State-action Value Function - Video


I have a couple of questions here:

  1. I still don’t understand why we can’t just “behave optimally” starting in any state, why we need to “take action a” and then behave optimally? Dr. Ng said it’d become clear later on but I finished all State-action Value Function videos and still don’t understand why.

  2. “take action a (once)” - which action do we take here? Random or following some logic?

  3. Also, what is the intuition behind the discount function? In the example of the Mars Rover, why won’t we want it to go for the highest reward from any state, and instead use the discount function that basically penalizes each action?

thank you!

Hello @Svetlana_Verthein,

  1. recognize there is an a in the parameter list of Q(s, a)

  2. it means that a is a parameter of our choice

  3. it further means that, Q(s, a) is made to tell us "what is the Q value if I am at state s and take action a

  4. therefore, it is free to choose whatever a it is, and then Q(s,a) should return an estimation.

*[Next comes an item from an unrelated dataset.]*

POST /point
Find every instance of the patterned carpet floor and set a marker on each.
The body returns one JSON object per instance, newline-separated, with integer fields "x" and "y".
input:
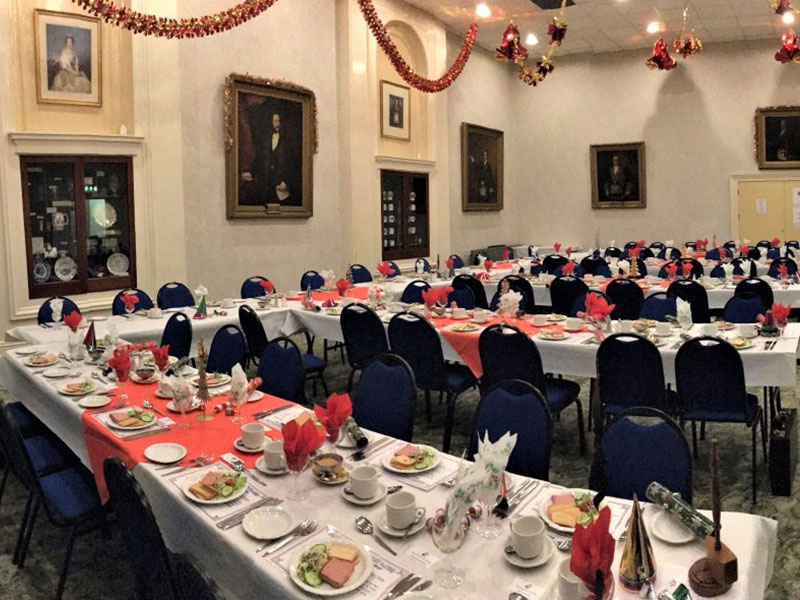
{"x": 99, "y": 569}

The above flow lays out the purpose for Q(s, a). It is a very useful function. Why? Because we can use the information provided by Q(s, a) to make the best decision.

For example, I am in state 100, and there are two actions I can take: action 0 and action 1. Then here are the steps:

  1. I ask for Q(s=100, a=0). What does it tell me? after I take action = 0, what kind of rewards am I expecting for?

  2. I ask for Q(s=100, a=1). What does it tell me? after I take action = 1, what kind of rewards am I expecting for?

  3. If Q(s=100, a=0) = 100000 and Q(s=100, a=1) = 0, it means that, 100000rewards are waiting for me if I take the action 0, so I choose that action.

Now I hope we see the purpose for Q(s, a) → let us find the best action.

In my above example, is it random or following any logic? Both NOT. I simply asked for the Q value for each of the actions. Than I pick the best action.

The Mars Rover example is too easy to explain what problem we are actually solving. Let’s consider another example:

Consider person A is dropped off in an island that the person has never visited. The dropoff point is surrounded by trees. The person is asked to find the only lake on that island but the person cannot see any sign of water source from the dropoff point.

Now, the person A is ready to take their first step.

Let me ask you this: @Svetlana_Verthein, given that this is all the information about the island both that person and we know, can we decide for that person a straight way to the lake? We probably can’t. Right? Let’s be honest, because we don’t know. However, what would you recommend that person to consider before taking the next step?


Thank you, Raymond.

This is where I get confused: are values of each state known in advance? In the Mars Rover example it seemed like they were.

In that case I understand how the Q function works, as you explained above.
This perfectly makes sense - and I understand how Q can calculate action value at each state for each action.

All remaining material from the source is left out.